One of the most difficult limitations to improved data sharing is the result of sociological constraints. Data providers are heavily concerned about piracy of their data, the potential for misuse or misinterpretation of their data and, in general, the larger legal issues surrounding intellectual property rights and liability. Liability issues frequently impede or prevent the free flow of data. Scientists and agencies may have real and justified concerns about releasing data associated with endangered or threatened species and communities. Data quality can easily become a legal issue requiring concerted attention to quality assurance and quality control that may exceed resource availability and result in lengthy time delays. Inaccurate mappings of locations of endangered species or flood zones represent just two examples of data quality problems that may result in economic harm to landowners and subsequent recourse through the legal system.

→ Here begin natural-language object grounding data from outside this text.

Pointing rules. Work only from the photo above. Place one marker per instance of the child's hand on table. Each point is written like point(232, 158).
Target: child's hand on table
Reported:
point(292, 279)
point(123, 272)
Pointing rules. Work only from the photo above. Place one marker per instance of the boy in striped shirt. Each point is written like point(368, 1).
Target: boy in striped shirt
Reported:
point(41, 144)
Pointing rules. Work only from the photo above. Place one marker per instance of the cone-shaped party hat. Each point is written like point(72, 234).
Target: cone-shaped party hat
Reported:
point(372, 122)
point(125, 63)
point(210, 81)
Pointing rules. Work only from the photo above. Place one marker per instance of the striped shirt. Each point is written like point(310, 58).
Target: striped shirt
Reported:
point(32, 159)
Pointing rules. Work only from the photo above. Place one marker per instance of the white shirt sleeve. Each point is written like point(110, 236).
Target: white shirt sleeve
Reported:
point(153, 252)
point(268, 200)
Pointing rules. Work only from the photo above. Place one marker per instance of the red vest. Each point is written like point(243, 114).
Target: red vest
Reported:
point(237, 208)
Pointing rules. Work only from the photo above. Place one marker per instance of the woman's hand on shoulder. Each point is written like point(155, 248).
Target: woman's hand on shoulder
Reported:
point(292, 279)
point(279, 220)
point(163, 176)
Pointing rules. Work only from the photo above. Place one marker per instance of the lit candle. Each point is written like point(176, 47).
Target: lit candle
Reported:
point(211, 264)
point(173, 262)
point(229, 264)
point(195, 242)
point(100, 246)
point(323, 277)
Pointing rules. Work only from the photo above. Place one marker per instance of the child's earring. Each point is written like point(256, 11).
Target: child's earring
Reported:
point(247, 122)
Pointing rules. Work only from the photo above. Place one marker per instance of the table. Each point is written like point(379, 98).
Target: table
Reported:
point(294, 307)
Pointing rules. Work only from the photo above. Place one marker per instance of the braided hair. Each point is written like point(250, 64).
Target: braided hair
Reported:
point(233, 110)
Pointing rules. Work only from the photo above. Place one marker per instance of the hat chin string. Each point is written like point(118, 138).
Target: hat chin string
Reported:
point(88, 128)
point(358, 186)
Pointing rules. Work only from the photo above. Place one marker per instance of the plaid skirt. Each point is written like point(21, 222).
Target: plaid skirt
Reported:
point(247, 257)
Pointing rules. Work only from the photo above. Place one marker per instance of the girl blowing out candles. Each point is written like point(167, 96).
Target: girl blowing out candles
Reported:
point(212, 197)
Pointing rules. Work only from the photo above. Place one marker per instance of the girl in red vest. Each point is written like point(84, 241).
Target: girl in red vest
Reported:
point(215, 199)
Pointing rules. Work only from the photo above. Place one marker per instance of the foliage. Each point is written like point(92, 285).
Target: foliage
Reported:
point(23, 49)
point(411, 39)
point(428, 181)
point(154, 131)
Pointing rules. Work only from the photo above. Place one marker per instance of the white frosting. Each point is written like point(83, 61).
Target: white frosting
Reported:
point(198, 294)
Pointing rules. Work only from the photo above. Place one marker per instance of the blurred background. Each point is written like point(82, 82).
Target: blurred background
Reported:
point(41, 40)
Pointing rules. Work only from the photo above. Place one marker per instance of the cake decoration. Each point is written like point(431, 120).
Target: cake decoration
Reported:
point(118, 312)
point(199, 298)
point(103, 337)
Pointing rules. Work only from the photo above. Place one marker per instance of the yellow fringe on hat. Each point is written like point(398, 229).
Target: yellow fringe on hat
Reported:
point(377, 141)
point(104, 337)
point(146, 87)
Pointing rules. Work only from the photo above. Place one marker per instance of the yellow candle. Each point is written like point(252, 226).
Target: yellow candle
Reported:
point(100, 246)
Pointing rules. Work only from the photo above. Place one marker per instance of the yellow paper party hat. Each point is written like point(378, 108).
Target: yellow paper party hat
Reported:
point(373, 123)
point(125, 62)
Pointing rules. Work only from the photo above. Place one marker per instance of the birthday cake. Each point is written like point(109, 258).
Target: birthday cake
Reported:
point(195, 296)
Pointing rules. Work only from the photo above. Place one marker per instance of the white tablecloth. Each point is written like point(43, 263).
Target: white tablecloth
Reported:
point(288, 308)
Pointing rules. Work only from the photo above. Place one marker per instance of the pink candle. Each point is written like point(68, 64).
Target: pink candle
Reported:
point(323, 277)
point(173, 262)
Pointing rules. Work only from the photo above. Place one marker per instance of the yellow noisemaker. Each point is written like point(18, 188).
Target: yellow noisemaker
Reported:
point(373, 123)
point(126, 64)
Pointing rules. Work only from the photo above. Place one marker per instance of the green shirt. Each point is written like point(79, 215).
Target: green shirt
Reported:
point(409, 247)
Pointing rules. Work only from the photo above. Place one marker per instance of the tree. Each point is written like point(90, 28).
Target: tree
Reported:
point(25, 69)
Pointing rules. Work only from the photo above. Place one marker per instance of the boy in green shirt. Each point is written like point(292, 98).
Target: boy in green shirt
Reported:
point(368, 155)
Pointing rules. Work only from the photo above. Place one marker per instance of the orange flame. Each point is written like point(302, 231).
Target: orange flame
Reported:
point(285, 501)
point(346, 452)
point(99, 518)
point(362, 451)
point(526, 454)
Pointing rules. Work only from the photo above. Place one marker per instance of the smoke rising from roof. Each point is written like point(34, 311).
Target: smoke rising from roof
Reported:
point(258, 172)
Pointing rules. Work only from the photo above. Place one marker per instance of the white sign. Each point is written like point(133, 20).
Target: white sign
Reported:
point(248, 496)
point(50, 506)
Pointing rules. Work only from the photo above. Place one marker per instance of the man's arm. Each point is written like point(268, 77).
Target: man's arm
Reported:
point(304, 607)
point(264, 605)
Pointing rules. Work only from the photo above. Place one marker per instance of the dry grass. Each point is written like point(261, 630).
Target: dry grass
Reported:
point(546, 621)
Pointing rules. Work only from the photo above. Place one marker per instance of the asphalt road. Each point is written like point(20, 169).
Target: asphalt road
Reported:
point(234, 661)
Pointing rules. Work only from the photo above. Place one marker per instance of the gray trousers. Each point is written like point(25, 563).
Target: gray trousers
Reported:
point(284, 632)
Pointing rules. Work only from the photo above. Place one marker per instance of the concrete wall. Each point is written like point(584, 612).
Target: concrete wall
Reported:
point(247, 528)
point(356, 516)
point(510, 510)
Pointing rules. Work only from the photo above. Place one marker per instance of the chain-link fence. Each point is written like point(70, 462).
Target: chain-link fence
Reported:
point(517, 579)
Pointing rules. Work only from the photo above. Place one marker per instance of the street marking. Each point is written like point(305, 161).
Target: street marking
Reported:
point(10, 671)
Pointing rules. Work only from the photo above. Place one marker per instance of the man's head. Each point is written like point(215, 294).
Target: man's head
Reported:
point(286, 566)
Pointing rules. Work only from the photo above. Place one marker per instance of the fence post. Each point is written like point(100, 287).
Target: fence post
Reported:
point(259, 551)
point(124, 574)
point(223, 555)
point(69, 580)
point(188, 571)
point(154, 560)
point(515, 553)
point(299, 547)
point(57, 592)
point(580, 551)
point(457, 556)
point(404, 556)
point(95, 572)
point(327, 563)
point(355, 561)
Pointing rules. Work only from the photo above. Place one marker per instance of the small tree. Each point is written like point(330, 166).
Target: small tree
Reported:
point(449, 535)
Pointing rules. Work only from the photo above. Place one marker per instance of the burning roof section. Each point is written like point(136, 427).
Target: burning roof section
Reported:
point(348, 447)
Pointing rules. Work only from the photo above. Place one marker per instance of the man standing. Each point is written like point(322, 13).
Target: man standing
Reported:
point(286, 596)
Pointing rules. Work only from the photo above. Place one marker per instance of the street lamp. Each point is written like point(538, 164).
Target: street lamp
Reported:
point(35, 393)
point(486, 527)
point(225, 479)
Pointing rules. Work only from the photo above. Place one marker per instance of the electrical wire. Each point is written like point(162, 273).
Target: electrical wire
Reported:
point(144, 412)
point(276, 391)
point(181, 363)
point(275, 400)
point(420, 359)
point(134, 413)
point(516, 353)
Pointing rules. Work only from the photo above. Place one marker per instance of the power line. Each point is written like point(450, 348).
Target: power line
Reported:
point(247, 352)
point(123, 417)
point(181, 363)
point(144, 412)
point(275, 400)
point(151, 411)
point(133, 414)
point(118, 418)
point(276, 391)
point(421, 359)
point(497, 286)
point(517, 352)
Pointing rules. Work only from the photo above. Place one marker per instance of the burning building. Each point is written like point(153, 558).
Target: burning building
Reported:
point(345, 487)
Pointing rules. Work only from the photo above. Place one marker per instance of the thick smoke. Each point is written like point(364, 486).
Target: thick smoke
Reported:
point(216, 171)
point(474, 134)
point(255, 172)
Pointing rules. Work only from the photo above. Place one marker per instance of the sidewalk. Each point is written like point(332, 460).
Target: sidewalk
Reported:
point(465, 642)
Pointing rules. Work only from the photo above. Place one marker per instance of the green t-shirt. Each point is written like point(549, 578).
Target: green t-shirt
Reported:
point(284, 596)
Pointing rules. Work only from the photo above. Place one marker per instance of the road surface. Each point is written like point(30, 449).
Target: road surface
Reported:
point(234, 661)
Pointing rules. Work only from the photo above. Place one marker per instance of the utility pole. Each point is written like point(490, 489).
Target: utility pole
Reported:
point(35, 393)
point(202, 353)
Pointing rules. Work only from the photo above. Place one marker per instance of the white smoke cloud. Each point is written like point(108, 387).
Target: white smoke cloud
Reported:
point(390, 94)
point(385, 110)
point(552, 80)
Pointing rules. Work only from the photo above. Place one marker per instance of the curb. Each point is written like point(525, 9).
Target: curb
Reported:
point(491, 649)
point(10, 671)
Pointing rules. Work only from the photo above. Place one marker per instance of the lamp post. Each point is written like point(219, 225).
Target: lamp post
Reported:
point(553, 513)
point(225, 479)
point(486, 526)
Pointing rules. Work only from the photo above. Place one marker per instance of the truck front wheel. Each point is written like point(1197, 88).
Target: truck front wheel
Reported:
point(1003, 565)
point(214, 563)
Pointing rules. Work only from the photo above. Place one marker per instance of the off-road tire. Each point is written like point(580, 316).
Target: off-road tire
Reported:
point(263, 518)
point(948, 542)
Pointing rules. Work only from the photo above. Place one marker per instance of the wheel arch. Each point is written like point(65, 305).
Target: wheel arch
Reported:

In some cases, individual scientists and agencies may equate data with power, thereby attempting to hold and protect data, as opposed to sharing data [34]. Although this notion may be naive or even counter to agency mandates, it is also true that frequently there are few incentives for data sharing. It is clear that the challenging research questions that are facing ecologists will demand unprecedented access to data that are collected by others. Significant attention has been focused on developing mechanisms for disseminating scientific results. Consequently, hundreds of journals now publish findings of ecological studies. Perhaps it is time for the scientific community to devote similar attention to developing and promoting the incentives necessary to facilitate data sharing. Electronic journals that specialize in publishing data and metadata, ascribing value and prestige to data submission to national databases, and other mechanisms may warrant consideration by agencies and scientific societies.